Reuters has reported gaining access to an internal corporate memo from Thyssenkrupp Chief Executive Martina Merz advising the steel business unit it must “cut costs to reach a point where it no longer needs financial support” from the rest of the company’s operations.
From October 2020 to mid-February of this year, Thyssenkrupp was engaged in talks with the Liberty Steel subsidiary of the United Kingdom-based GFG Alliance for that firm to purchase all or most of its steelmaking facilities. GFG Alliance has subsequently run into issues with the downfall of a financing firm with which it worked closely.

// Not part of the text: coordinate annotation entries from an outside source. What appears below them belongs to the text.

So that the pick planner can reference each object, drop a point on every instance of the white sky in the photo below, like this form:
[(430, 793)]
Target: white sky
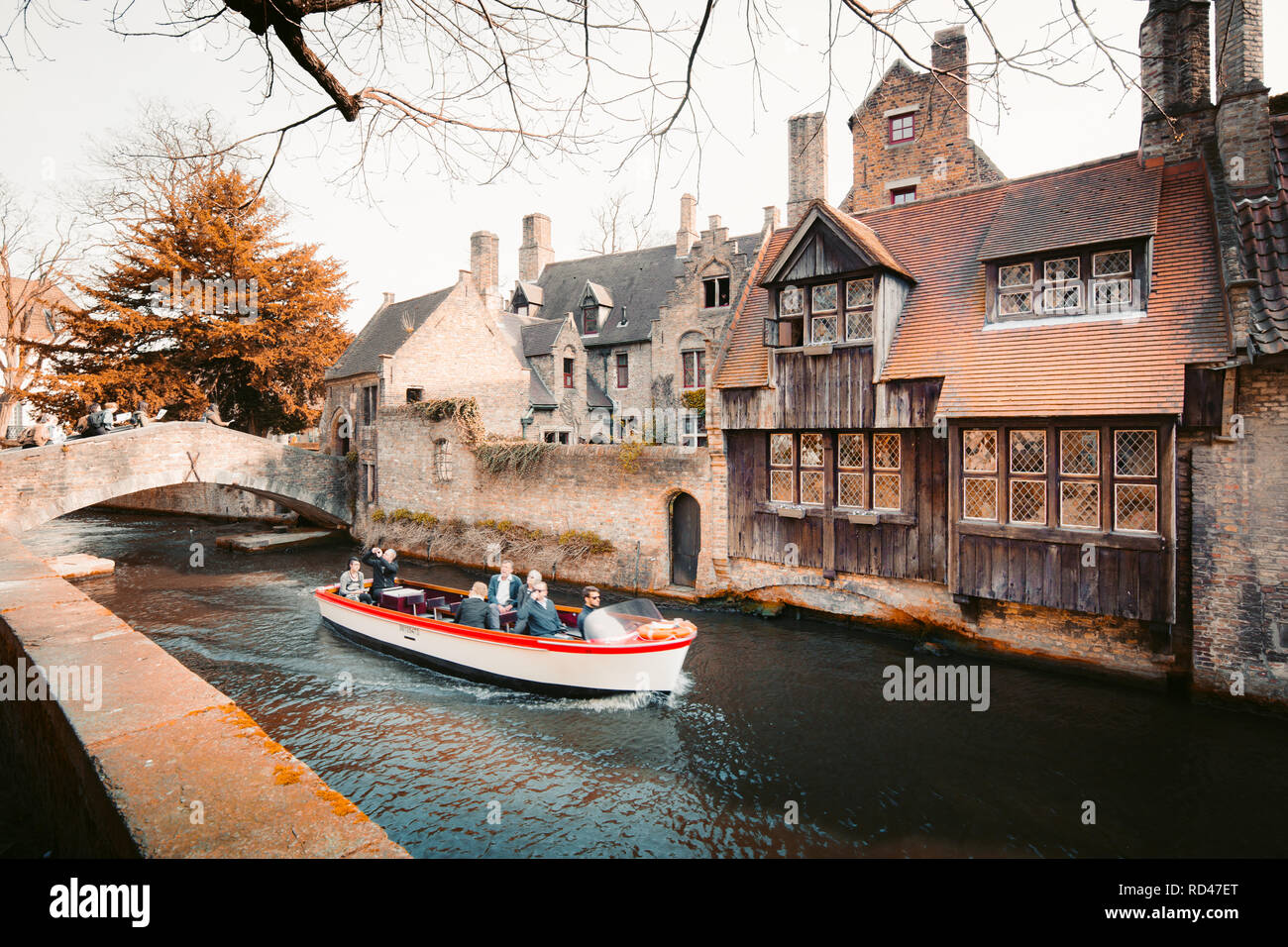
[(407, 231)]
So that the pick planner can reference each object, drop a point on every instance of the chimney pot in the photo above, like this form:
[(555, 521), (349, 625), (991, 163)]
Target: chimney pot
[(806, 162), (484, 264), (536, 249), (688, 232)]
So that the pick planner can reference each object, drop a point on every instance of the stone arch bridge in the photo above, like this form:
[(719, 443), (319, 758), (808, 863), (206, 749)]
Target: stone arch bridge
[(42, 483)]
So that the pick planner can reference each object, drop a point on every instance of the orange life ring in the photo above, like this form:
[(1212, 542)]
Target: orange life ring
[(662, 630)]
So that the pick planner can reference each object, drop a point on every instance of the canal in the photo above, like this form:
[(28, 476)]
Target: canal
[(776, 716)]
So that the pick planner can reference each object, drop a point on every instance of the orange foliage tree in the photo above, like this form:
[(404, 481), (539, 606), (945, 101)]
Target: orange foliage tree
[(202, 302)]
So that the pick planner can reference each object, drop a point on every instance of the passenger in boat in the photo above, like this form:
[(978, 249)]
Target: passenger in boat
[(476, 611), (526, 591), (502, 594), (539, 616), (352, 581), (589, 603), (384, 570)]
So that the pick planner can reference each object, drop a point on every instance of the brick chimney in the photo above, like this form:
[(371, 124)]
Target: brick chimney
[(1175, 58), (485, 266), (688, 232), (536, 250), (806, 162), (1241, 98)]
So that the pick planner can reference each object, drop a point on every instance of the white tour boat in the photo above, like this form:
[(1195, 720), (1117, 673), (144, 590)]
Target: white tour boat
[(629, 647)]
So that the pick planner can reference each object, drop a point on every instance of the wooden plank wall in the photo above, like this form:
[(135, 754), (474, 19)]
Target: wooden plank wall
[(1127, 582)]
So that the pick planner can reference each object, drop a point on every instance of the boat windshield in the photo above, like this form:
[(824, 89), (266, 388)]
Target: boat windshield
[(619, 620)]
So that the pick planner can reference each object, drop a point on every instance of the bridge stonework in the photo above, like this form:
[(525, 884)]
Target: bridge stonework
[(46, 482)]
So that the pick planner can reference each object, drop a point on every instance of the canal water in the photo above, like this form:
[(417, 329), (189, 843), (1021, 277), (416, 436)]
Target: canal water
[(780, 744)]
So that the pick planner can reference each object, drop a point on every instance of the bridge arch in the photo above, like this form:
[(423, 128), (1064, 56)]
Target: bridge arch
[(47, 482)]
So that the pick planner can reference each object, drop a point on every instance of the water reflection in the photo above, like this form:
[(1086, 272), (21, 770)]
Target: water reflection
[(774, 715)]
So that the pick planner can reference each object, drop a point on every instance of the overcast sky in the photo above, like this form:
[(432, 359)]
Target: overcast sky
[(406, 228)]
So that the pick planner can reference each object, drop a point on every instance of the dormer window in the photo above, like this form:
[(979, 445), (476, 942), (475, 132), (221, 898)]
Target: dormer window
[(835, 312), (822, 313), (715, 291), (903, 195), (1072, 282)]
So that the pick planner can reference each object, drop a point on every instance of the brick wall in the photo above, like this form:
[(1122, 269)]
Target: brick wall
[(576, 487), (1240, 544)]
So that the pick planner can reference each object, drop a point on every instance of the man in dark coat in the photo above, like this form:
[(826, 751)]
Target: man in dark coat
[(502, 594), (539, 616), (384, 570), (475, 609), (589, 603)]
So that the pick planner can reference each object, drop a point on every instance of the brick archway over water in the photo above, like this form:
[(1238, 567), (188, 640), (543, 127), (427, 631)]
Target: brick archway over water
[(47, 482)]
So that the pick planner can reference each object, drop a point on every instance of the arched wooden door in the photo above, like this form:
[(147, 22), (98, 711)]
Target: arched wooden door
[(686, 539)]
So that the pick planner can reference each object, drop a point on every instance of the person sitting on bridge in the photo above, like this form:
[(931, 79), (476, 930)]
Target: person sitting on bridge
[(384, 571), (211, 415), (351, 585), (539, 616), (475, 609), (589, 603), (82, 421)]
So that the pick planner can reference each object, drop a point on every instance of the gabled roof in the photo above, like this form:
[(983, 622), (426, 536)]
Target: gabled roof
[(1109, 200), (385, 333), (597, 292), (1116, 367), (1263, 231), (595, 395), (529, 291), (540, 337), (858, 236)]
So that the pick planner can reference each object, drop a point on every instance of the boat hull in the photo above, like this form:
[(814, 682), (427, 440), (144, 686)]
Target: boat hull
[(553, 667)]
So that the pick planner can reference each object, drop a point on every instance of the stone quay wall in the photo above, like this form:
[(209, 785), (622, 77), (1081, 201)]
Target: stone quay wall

The GFG-Thyssenkrupp talks broke off in mid-February, with Thyssenkrupp’s Chief Financial Officer Dr. Klaus Keysbergas stating in a news release, “Our ideas about the corporate value and the structure of the transaction were far apart.” The German company subsequently canceled a March 12 meeting that had been scheduled to include a vote on the Liberty Steel offer.
Reuters concludes in its write-up on the March memo from Merz, Thyssenkrupp “will now develop the business on its own, which could result in a listing or a partnership.”
On the operations side, U.K.-based Primetals Technologies has announced Thyssenkrupp is “forging ahead” with capital investment projects at two mill sites in Germany. According to Primetals, a new continuous caster and a hot strip mill will be installed at the firm’s Bruckhausen, Germany site, while a mill in Bochum, Germany, will receive new rolling equipment.